Ich gebe es zu: Wenn ich der Sprache mächtig bin, lese ich ein Buch lieber im Original. Auch Filme sehe ich mir lieber im Originalton an, weil bei der Synchronisierung m.E. oft so schöne, scheinbar kleine Dinge wie Dialekte oder auch einfach die “echten” Stimmen der Schauspieler verloren gehen. (Und mal ganz ehrlich: Meistens sind sie ja gut gewählt, aber manche Synchronisationsstimmen passen einfach überhaupt nicht zu den Personen!)
Und auch beim geschriebenen Wort, kann es passieren, dass bei der Übersetzung etwas auf der Strecke bleibt, wenn auch vielleicht aus durchaus gutem Grund.
Aber gilt das auch andersherum?
Das gerade erschienene Buch von Sylvia Reinart “Im Original geht viel verloren. Warum Übersetzungen oft besser sind” geht genau dieser Frage nach und beleuchtet dabei auch das Übersetzen selbst ganz neu.
“Beim Übersetzen, so heißt es gemeinhin, ginge immer etwas verloren. Wer die Sprache des Originals beherrsche, sei daher gut beraten, das Ursprungswerk heranzuziehen. Für Übersetzerinnen und Übersetzer sowie für alle, deren Fremdsprachenkenntnisse nicht ausreichen, um den Ratschlag zu befolgen, ist die These der Verlustbilanz jedoch einigermaßen frustrierend. Aber stimmt sie überhaupt? Zahlreiche Fakten sprechen dagegen. Deshalb weitet Sylvia Reinart den etablierten unidirektionalen Blick auf das Übersetzen hier nun innovativ: Neben dem möglichen Verlust nimmt sie gleichberechtigt den sicheren Gewinn ins Visier. Der Titel fordert zum Überdenken traditioneller Konzepte auf und verweist auf die Strahlkraft von Übersetzungen. Manch eine Übersetzung ist tatsächlich besser als das Original”, lautet der Klappentext.

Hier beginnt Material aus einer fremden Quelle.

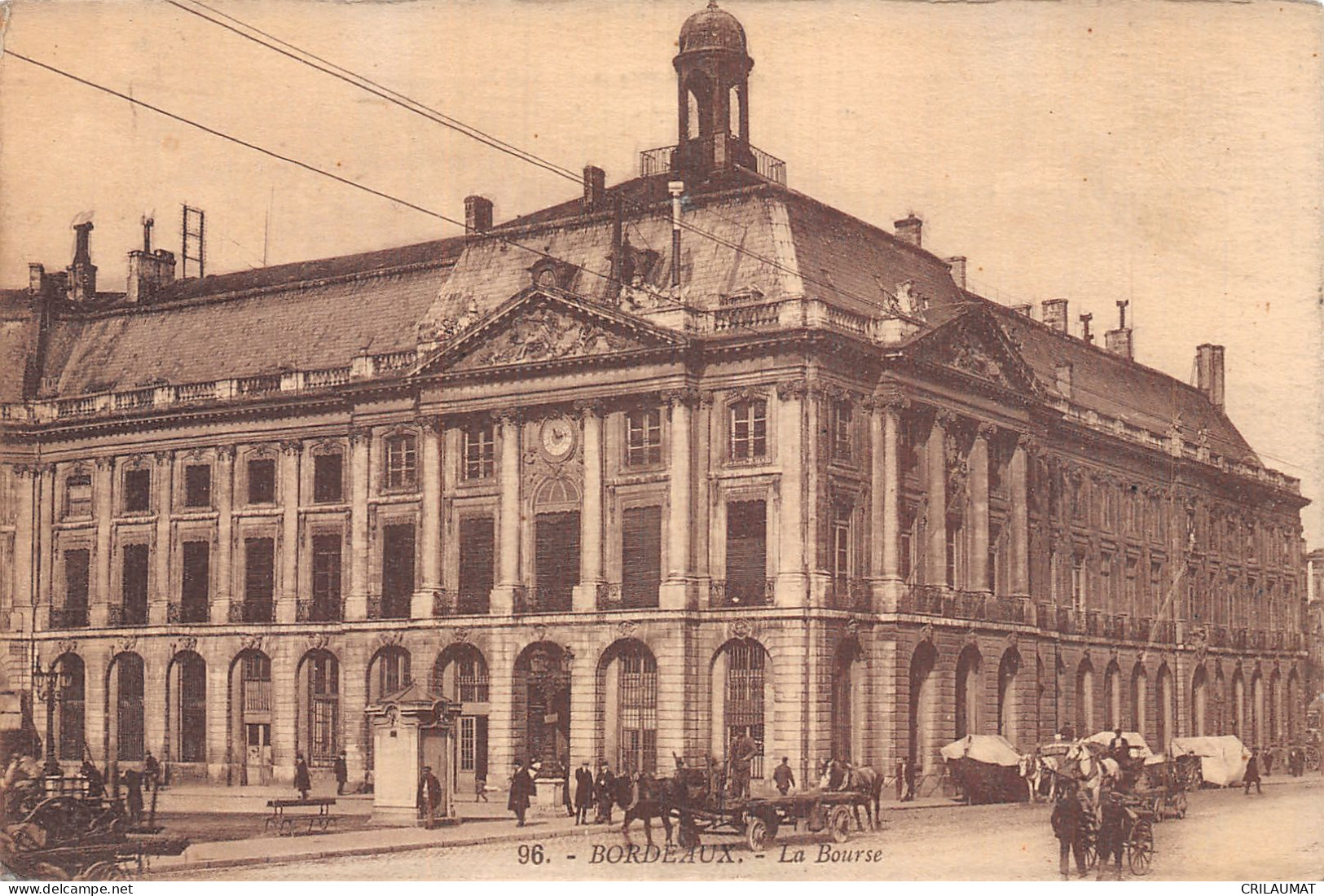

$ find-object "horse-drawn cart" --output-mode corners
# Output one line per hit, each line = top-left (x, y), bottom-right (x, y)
(675, 790), (869, 852)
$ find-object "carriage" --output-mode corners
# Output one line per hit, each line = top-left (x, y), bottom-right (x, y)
(0, 777), (188, 881)
(666, 769), (871, 852)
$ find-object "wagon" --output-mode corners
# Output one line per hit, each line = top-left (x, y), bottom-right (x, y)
(675, 790), (869, 852)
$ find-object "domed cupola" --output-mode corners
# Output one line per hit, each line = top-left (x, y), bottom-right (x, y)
(673, 0), (754, 174)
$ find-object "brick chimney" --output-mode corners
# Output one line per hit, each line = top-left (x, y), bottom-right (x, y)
(1195, 343), (1224, 407)
(948, 255), (966, 290)
(1103, 299), (1135, 362)
(69, 221), (97, 301)
(125, 218), (175, 305)
(1044, 299), (1067, 333)
(464, 195), (493, 233)
(584, 165), (606, 212)
(892, 212), (924, 246)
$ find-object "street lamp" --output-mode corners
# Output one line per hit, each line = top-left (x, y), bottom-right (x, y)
(32, 657), (70, 775)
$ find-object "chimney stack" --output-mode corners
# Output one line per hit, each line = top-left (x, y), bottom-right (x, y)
(584, 165), (606, 212)
(1044, 299), (1067, 333)
(948, 255), (966, 290)
(125, 218), (175, 305)
(1195, 343), (1224, 409)
(69, 221), (97, 301)
(1080, 311), (1093, 345)
(464, 195), (493, 233)
(1103, 299), (1135, 362)
(892, 212), (924, 246)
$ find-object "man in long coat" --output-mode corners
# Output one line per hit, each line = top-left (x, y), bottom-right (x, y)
(506, 765), (538, 828)
(574, 760), (593, 824)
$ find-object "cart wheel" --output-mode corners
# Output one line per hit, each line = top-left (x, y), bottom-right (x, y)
(74, 862), (130, 881)
(828, 806), (851, 843)
(746, 817), (771, 852)
(1129, 841), (1153, 877)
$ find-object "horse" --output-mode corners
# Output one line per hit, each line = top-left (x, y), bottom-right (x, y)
(1062, 741), (1121, 813)
(818, 760), (883, 830)
(616, 771), (680, 845)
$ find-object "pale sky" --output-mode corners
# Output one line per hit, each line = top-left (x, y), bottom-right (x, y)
(0, 0), (1324, 547)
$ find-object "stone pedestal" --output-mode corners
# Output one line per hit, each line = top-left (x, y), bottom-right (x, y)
(367, 683), (461, 828)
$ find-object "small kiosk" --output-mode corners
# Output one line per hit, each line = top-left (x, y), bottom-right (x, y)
(367, 682), (461, 828)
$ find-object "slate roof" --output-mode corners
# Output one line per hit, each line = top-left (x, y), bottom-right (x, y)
(0, 171), (1258, 463)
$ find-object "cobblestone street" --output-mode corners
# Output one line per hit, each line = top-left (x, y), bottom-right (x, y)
(198, 775), (1324, 881)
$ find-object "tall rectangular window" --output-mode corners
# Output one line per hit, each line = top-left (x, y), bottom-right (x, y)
(381, 523), (415, 619)
(244, 538), (275, 622)
(385, 436), (419, 490)
(625, 407), (662, 468)
(621, 507), (662, 608)
(829, 400), (851, 463)
(184, 463), (212, 507)
(311, 534), (341, 622)
(313, 453), (345, 504)
(729, 398), (768, 460)
(248, 458), (275, 504)
(460, 516), (495, 613)
(125, 470), (152, 513)
(462, 426), (496, 479)
(180, 542), (212, 622)
(122, 544), (148, 625)
(65, 472), (91, 519)
(62, 548), (91, 629)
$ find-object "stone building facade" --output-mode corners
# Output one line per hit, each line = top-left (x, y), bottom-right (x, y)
(0, 5), (1305, 788)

Ich erinnere mich an ein Buch eines US-amerikanischen Autors, das ich zunächst nur auf Deutsch zu lesen bekam, und das ich bald frustriert in die Ecke warf, weil die Geschichte zwar gut, aber grauenvoll geschrieben war. Mein erster Gedanke war, dass es vermutlich eine schlechte Übersetzung war. Allerdings wurde ich bald eines Besseren belehrt – das Original war genauso grauenvoll geschrieben.
Damals hatte ich selbst mit dem Übersetzen noch nichts am Hut. Heute frage ich mich, ob der oder die ÜbersetzerIn nicht vielleicht sogar doch schon eine bessere Geschichte präsentiert hatte als der Autor. Dafür müsste ich allerdings nochmal beides vergleichen, und so richtig aufraffen kann ich mich dazu nicht…
Tatsächlich sage ich aber auch meinen SchülerInnen, dass, selbst wenn der Ausgangstext nicht so toll ist, die Übersetzung deswegen nicht ebenfalls schlecht sein muss. Im Gegenteil, dass die Übersetzung besser ist als das Original, ist meiner Erfahrung nach gar nicht so selten der Fall.
Wenn es sich nicht gerade um ein literarisches Werk handelt*, spricht nichts dagegen (und vieles dafür), die Unstimmigkeiten, die während der Übersetzung auffallen, gemeinsam mit dem Verfasser oder der Verfasserin des Textes aufzulösen. Schließlich sieht sich niemand sonst einen Text Satz für Satz so genau an wie ein Übersetzer. Und nur eine Übersetzerin bemerkt mit ihrem geschulten Blick die Ungereimtheiten von einem Absatz zum nächsten.
Vielleicht sollten alle für die Veröffentlichung gedachten Texte erstmal übersetzt werden, bevor sie tatsächlich publik gemacht werden…
* (deren Autoren ja oft etwas empfindlich sind und die man zumindest zum Zeitpunkt der Veröffentlichung nicht mehr kritisieren darf, aber das ist nur meine persönliche Meinung, muss nicht unbedingt die Realität widerspiegeln und soll v.a. auch keine Diffamierung von SchriftstellerInnen oder LektorInnen darstellen!)